Der Unterricht ist immer wieder dionysisch, aber vergleichbar dem verborgenen Tafelbild im Kreidenebel, ist dabei eine feine Struktur spürbar. Zum Atem gehört dann – und die Kinder haben es nach drei Monaten Schulzeit schon im Gefühl, dass Form und Spiel im Wechsel sind. »Dritte Reihe geht aufs WC, jetzt die zweite ...«, ... »Ich zähle bis zwanzig, dann ist die Butter ranzig!« Der Atem von Spiel und Form schwingt auch in der Erzählung. Mal laut, dann leise und immer leiser. »Kinder, bestimmt muss ich an der spannendsten Stelle aufhören.« Kein Kind protestiert.

Ich kenne elfte oder zwölfte Klassen, die sich vergewissern, ob das Bild neben oder unter den Text kommen soll, die Überschrift groß oder klein zu sein hat. Bei dieser Klasse wird man das nicht hören, denn von Grotthuss lässt die Kinder in einem Alter frei, in dem sie aus der eigenen Phantasie die Sicherheit finden. So ist das Schwert des Ritters bei einer Schülerin blau, bei der nächsten rot.

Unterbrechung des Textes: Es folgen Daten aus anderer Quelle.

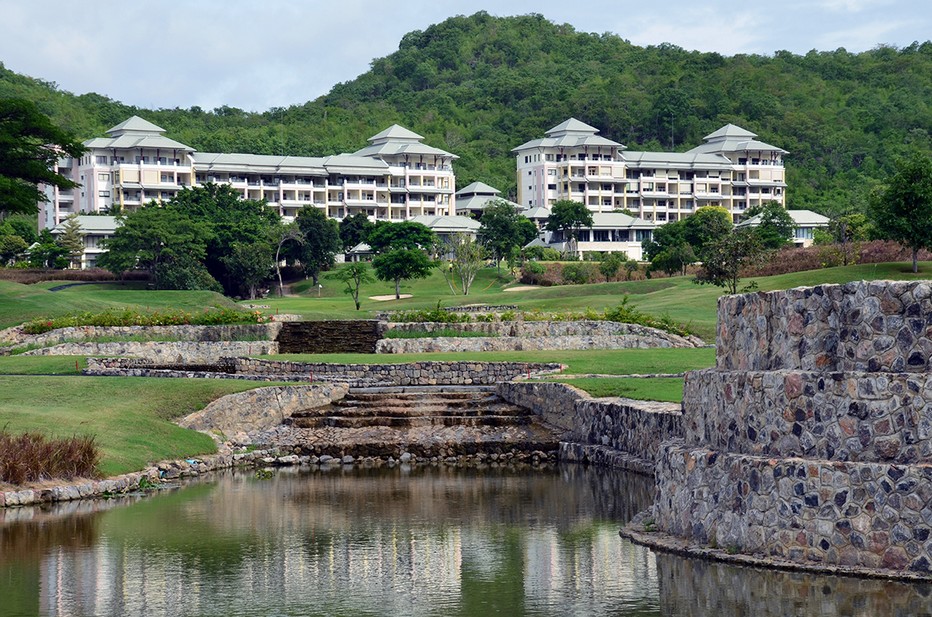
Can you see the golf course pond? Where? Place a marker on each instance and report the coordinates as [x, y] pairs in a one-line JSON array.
[[398, 541]]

Als von Grotthuss – und es geschieht nur alle paar Tage – in der Stimme zorniger werden muss, geht der Atem von Spiel und Form nicht verloren. Denn kaum hat er einen Schüler angedonnert, und es geht dann nur um einzelne, niemals die ganze Klasse, tätschelt er seine eigenen Wangen, als würde er sie pudern und fragt die Klasse, ob der Herr Grotthuss denn jetzt wieder locker und entspannt aussehe. Selbst in der Konfrontation bleibt die Augenhöhe gewahrt. Ich frage später noch, warum er von sich oft in der dritten Person spreche. Er muss überlegen und entgegnet: »Das ist einfach etwas Ironie.« Ironie in der ersten Klasse – also wieder Augenhöhe.